Summary: diff heal makes the system unusable
Product: [Community] GlusterFS Reporter: Pranith Kumar K <pkarampu>
Component: replicateAssignee: Pranith Kumar K <pkarampu>
Status: CLOSED CURRENTRELEASE QA Contact:
Severity: unspecified Docs Contact:
Priority: unspecified    
Version: mainlineCC: bugs, lindsay.mathieson
Target Milestone: ---Keywords: Triaged
Target Release: ---   
Hardware: Unspecified   
OS: Unspecified   
Whiteboard:
Fixed In Version: Doc Type: Bug Fix
Doc Text:
Story Points: ---
Clone Of: Environment:
Last Closed: 2016-06-22 09:24:37 UTC Type: Bug
Regression: --- Mount Type: ---
Documentation: --- CRM:
Verified Versions: Category: ---
oVirt Team: --- RHEL 7.3 requirements from Atomic Host:
Cloudforms Team: --- Target Upstream Version:
Embargoed:

Description Pranith Kumar K 2014-11-20 10:58:53 UTC
Description of problem:
Here is the mail sent by Lindsay Mathieson:

2 Node replicate setup,

Everything has been stable for days untill I had occasion to reboot
one of the nodes. Since then (past hour) glusterfsd has been pegging
the CPU(s), utilization ranging from 1% to 1000% !
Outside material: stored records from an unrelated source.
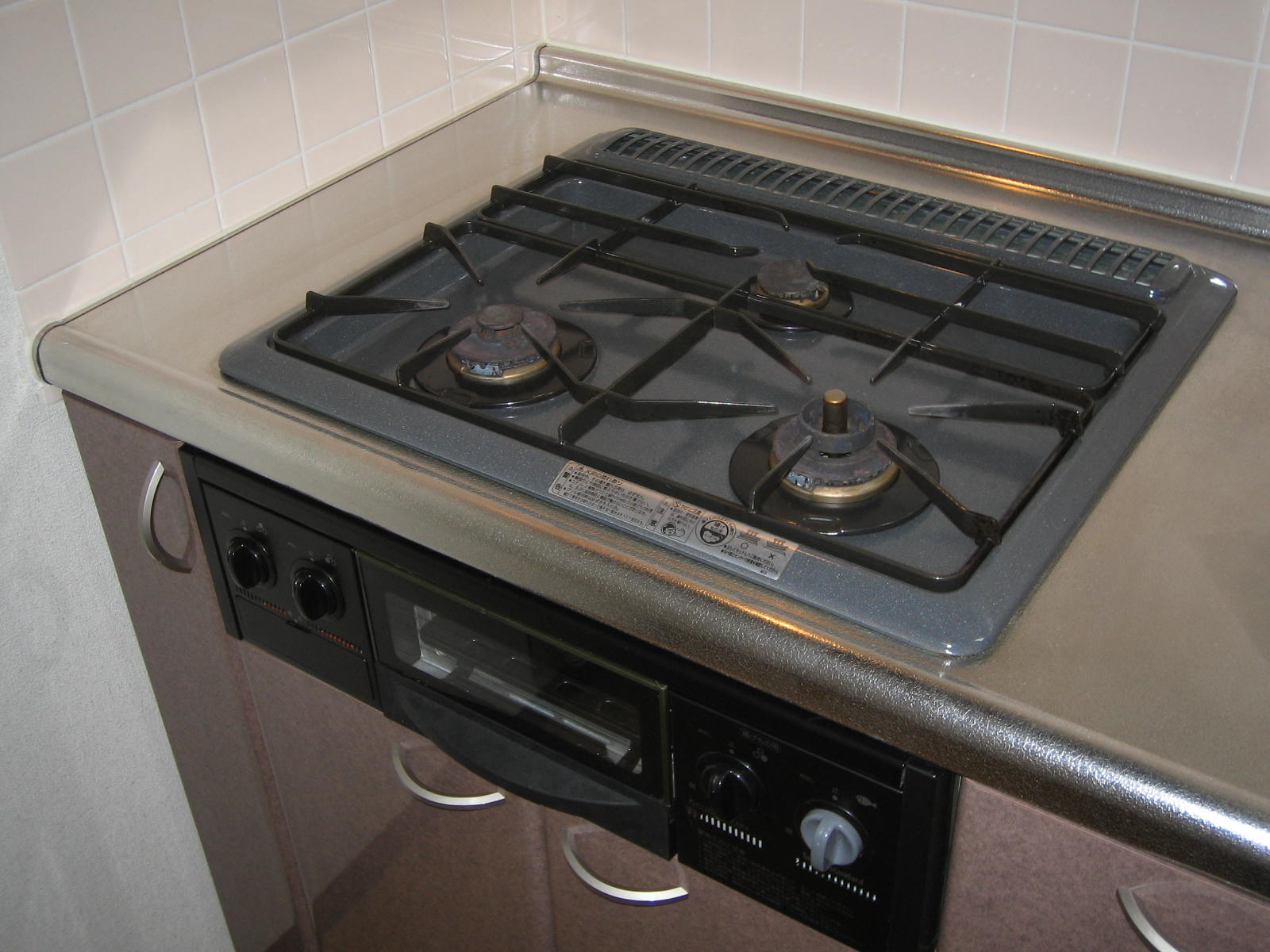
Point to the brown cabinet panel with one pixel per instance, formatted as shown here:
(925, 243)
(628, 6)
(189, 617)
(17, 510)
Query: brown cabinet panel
(194, 672)
(383, 869)
(1026, 879)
On average its around 500%

This is a vm server, so there are only 27 VM images for a total of
800GB. Its an Intel E5-2620 (12 Cores) with 32GB ECC RAM

- What does glusterfsd do?

- What can I do to fix this?

thanks,
------------------------

We found that the root cause is that mount started self-heal of all the VMs which are doing diff self-heal, i.e. checksums are consuming high CPU on the bricks which lead to the issue. We need a way to throttle the number of parallel self-heals.


Version-Release number of selected component (if applicable):


How reproducible:
always

Steps to Reproduce:
1. Have a lot of VMs on replicated volume
2. Bring one brick down and do some write activity on all the VMs
3. Bring the brick back up while the VM operations are in progress
4. This will lead to self-heal of all the VMs by the mount.
5. That will cause high CPU usage on bricks because of checksums.

Expected results:
Bricks should not use so much CPU. There should be some kind of throttling

Comment 1 Pranith Kumar K 2016-06-22 09:24:37 UTC
With sharding and full self-heal algorithm this problem doesn't happen. So closing this.